Sejak dikembangkan pada 1973, The Nusa Dua tumbuh menjadi salah satu kawasan wisata terintegrasi terbesar di Indonesia dengan luas mencapai 350 hektare. Kawasan ini menaungi lebih dari 20 hotel internasional, sekitar 5.000 kamar, menyerap sekitar 21 ribu tenaga kerja, serta melayani hingga 3,8 juta wisatawan setiap tahun.
Plt Direktur Utama ITDC, Ahmad Fajar mengatakan keberhasilan The Nusa Dua tidak hanya diukur dari sisi ekonomi, tetapi juga dari keberhasilan menjaga keberlanjutan lingkungan.
Menurutnya, ITDC terus bekerja memperkuat infrastruktur hijau melalui pengembangan sistem utilitas modern dan pengelolaan limbah berbasis ekonomi sirkular.
“Pengembangan kawasan pariwisata masa depan harus ditopang sistem utilitas berkelanjutan. The Nusa Dua menjadi bukti kawasan wisata tetap bisa tumbuh tanpa mengabaikan aspek lingkungan,” ujarnya Jumat 8 Mei 2026.
Melalui anak usaha ITDC Nusantara Utilitas (ITDC NU), berbagai fasilitas strategis dikembangkan mulai dari pengolahan air bersih dengan teknologi Seawater Reverse Osmosis (SWRO), pengolahan air limbah, reclaim water, hingga distribusi LNG ramah lingkungan.
Tak hanya itu, ITDC juga membangun sistem Integrated Waste Management untuk mengelola sampah kawasan secara terpadu.

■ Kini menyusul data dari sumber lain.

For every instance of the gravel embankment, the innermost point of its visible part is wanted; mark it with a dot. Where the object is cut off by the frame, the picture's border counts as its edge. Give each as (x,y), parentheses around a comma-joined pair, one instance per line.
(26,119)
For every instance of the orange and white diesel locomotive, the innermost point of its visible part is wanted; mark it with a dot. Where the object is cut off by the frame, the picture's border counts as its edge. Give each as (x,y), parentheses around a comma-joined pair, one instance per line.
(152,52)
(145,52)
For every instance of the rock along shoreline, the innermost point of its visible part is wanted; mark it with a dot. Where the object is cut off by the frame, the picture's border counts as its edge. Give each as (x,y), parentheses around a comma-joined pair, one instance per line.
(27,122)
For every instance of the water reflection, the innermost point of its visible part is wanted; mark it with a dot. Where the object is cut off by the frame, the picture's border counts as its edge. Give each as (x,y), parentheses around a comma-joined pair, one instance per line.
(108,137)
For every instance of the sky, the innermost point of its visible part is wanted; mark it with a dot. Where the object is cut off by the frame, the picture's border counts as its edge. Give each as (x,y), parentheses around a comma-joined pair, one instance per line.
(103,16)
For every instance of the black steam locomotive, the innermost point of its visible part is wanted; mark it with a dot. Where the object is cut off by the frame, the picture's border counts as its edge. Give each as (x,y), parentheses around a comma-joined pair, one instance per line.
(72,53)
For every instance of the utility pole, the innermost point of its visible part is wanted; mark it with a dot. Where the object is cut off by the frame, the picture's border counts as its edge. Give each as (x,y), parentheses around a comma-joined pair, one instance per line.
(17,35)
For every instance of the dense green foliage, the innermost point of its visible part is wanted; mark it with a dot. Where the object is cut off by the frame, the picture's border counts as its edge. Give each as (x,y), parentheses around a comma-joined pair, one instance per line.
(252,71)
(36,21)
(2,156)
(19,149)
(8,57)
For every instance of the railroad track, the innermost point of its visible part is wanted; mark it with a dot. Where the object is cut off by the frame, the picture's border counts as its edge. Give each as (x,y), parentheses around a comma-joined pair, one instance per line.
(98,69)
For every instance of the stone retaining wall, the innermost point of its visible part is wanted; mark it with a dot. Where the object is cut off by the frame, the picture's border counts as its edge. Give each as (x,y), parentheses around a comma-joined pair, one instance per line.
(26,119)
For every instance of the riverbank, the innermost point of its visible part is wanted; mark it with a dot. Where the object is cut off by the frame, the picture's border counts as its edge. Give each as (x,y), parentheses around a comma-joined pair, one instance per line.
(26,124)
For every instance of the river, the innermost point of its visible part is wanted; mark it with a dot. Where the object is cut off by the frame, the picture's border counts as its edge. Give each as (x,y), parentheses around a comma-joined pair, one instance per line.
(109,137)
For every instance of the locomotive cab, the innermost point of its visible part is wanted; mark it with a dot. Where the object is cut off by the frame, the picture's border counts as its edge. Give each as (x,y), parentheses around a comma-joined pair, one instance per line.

Dari total produksi sampah sekitar 32,3 ton per hari, sekitar 70,5 persen merupakan sampah organik yang diolah kembali menjadi kompos.
Secara keseluruhan, sekitar 95 persen sampah di kawasan berhasil dikelola melalui sistem circular economy, mulai dari pengolahan kompos hingga daur ulang sampah anorganik bernilai ekonomi.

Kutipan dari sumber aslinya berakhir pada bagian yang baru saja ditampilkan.